After a month of vitriolic criticism and demonstrations, which some people characterized as racist, the commission rescinded the Sumitomo contract and set out to redesign the project to bring more domestic contractors into the process.
The new cars will cost $2.9 million each--as much as the LACTC was willing to pay for a much more technologically advanced vehicle in January, and more than twice the $1.3 million it paid for the original, virtually identical Blue Line cars in 1985.
Neil Peterson, the commission’s executive director, said the higher cost is attributable chiefly to the small number of cars being ordered and the tight schedule demanded by the commission.
Two commissioners, Supervisor Deane Dana and James Tolbert, did not attend Monday’s meeting, but all other members supported the Sumitomo proposal.
More than 60% of the value of the Sumitomo vehicles will consist of components made in the United States, the LACTC said. The cars will be shipped semifinished from the Nagoya factory of Nippon Sharyo Ltd. and completed in Los Angeles. The LACTC estimates that the contract will create 79 jobs in Los Angeles County. The jobs will be scattered among 10 businesses owned by women or minorities.
Combined with eight spares borrowed from the Blue Line, the 15 new vehicles should let the commission open the Green Line in November, 1994, Peterson said.

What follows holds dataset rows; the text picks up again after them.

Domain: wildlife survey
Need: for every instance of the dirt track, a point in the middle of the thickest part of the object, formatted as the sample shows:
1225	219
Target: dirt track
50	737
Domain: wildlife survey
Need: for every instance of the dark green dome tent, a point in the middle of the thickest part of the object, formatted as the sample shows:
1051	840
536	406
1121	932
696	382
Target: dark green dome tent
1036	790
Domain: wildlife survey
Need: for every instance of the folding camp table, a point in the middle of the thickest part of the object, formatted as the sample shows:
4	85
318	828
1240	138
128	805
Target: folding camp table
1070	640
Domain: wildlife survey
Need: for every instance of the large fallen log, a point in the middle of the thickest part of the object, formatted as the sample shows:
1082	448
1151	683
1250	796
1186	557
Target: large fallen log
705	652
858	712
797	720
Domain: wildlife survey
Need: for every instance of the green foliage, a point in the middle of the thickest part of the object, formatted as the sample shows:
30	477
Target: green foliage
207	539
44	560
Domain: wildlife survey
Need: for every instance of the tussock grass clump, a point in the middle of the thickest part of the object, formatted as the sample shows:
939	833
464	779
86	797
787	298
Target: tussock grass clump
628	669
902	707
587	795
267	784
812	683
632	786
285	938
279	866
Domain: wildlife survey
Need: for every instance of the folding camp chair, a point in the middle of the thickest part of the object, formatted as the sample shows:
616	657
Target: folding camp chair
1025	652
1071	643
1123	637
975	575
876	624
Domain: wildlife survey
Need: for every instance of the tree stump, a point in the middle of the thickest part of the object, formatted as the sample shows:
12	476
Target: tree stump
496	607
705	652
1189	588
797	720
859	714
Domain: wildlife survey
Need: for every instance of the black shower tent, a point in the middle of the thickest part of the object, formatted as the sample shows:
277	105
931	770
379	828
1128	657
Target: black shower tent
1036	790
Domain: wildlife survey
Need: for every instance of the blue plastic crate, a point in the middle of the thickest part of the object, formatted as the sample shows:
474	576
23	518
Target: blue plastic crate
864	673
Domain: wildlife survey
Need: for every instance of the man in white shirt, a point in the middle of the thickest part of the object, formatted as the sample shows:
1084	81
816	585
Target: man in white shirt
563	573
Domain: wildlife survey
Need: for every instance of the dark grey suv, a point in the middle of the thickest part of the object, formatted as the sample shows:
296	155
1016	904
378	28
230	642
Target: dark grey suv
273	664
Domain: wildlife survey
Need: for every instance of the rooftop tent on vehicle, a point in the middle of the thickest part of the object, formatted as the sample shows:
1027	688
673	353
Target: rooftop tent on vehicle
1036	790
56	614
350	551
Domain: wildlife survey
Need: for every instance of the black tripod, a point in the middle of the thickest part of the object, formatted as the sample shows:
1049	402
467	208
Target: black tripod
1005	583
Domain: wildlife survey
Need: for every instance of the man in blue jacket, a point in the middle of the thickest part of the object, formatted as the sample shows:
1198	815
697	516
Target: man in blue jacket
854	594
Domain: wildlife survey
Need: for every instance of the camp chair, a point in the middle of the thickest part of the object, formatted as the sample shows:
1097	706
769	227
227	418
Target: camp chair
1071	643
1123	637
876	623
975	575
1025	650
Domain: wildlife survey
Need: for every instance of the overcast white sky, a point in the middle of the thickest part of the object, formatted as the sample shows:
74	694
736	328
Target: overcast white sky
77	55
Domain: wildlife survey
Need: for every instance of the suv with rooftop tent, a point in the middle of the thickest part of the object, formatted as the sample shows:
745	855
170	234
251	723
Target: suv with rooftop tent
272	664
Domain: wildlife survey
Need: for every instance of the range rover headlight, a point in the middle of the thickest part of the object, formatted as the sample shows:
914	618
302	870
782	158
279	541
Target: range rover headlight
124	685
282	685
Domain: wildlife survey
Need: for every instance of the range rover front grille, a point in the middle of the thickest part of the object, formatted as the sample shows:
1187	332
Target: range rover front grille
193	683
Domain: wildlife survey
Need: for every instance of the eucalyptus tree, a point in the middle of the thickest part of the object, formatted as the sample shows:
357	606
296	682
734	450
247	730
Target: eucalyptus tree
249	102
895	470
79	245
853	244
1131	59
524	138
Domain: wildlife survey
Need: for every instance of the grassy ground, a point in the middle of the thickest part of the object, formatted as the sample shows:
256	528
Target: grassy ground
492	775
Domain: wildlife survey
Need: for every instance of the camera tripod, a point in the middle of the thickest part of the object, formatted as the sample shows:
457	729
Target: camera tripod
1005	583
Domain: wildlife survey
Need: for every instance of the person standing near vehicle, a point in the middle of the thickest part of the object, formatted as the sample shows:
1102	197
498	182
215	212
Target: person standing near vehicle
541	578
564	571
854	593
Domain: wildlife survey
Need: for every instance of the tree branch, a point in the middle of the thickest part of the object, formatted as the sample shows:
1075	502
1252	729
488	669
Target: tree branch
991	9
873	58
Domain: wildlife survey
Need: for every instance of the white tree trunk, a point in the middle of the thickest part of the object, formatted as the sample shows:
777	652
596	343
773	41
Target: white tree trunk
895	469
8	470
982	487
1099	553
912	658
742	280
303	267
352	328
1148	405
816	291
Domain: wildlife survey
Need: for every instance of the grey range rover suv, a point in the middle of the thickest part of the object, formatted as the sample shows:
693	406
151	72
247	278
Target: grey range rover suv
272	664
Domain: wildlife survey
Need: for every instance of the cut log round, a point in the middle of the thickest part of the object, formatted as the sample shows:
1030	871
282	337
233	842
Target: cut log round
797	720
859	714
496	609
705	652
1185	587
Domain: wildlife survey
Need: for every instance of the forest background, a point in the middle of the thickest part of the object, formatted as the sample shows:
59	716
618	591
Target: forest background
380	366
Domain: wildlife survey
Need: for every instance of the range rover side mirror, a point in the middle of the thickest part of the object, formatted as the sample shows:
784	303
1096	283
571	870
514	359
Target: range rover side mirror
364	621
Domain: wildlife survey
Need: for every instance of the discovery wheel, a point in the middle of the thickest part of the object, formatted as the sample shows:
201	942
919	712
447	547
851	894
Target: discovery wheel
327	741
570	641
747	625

Without this interim car order, the opening could be delayed by a year--leaving the LACTC in what some members have conceded would be the embarrassing position of owning a billion-dollar railroad without any cars to run on it.
The interim order also gives the LACTC another 18 months to help some contractor develop a standardized car that would run on all of the county’s proposed light-rail lines and help nurture the development of an advanced transportation industry in Southern California--a process that shows promising signs of bearing jobs.
Ed McSpedon, president of the LACTC’s Rail Construction Corp. subsidiary, said that seven companies have expressed an interest in the 85-car order. Bids on that order were due at the end of next week, but the deadline has been extended to Dec. 1.
The extension was granted at the unanimous request of the bidders, McSpedon said. The firms said that the complexity of the project--which encourages bidders to team with as many local companies as possible and propose technological innovations in rail-car construction--is taking longer than anticipated.
As scheduled now, the 15 interim cars--virtually identical to those operating successfully on the Blue Line--would begin to arrive in Los Angeles for testing in May, 1994, and be placed in service that November.
Next May, the transportation commission is scheduled to select a contractor to build the 85 light-rail cars. Those cars would be delivered in September, 1995. Besides the Green Line, the new cars would be used on a proposed light-rail line from downtown to Pasadena and on a third line that has yet to be selected by the LACTC.
Peterson said that he expects these cars to cost between $2.3 million to $2.7 million each. At the height of the controversy last January, he had predicted that standardization would drive down the cost of cars to about $2 million apiece.
During this larger production run, the contractor would construct two additional rail cars, which would be used as real-life test beds for the technological innovations that, in theory, the prime contractor will develop with local aerospace, electronic and other high-tech firms.
If the innovations prove feasible, Peterson and other LACTC officials said the new products could then be marketed to other transit systems, creating a stable new industry in Southern California.
The decision to buy new cars from Sumitomo instead of leasing a like number of incompatible cars from Sacramento-based Siemans-Duewag, a German-owned company, was made with only one board member so much as whispering what one critic called “the ‘S’ word”--Sumitomo.
Documents listing the pros and cons of each company’s proposal were only titled “Option 1” and “Option 2,” without reference to which company would perform either. Peterson said there was no intent to mask Sumitomo’s involvement.
“It was not a battle between Sumitomo and Siemens,” he said. “It was an issue of whether we should lease new cars or buy more Blue Line cars.”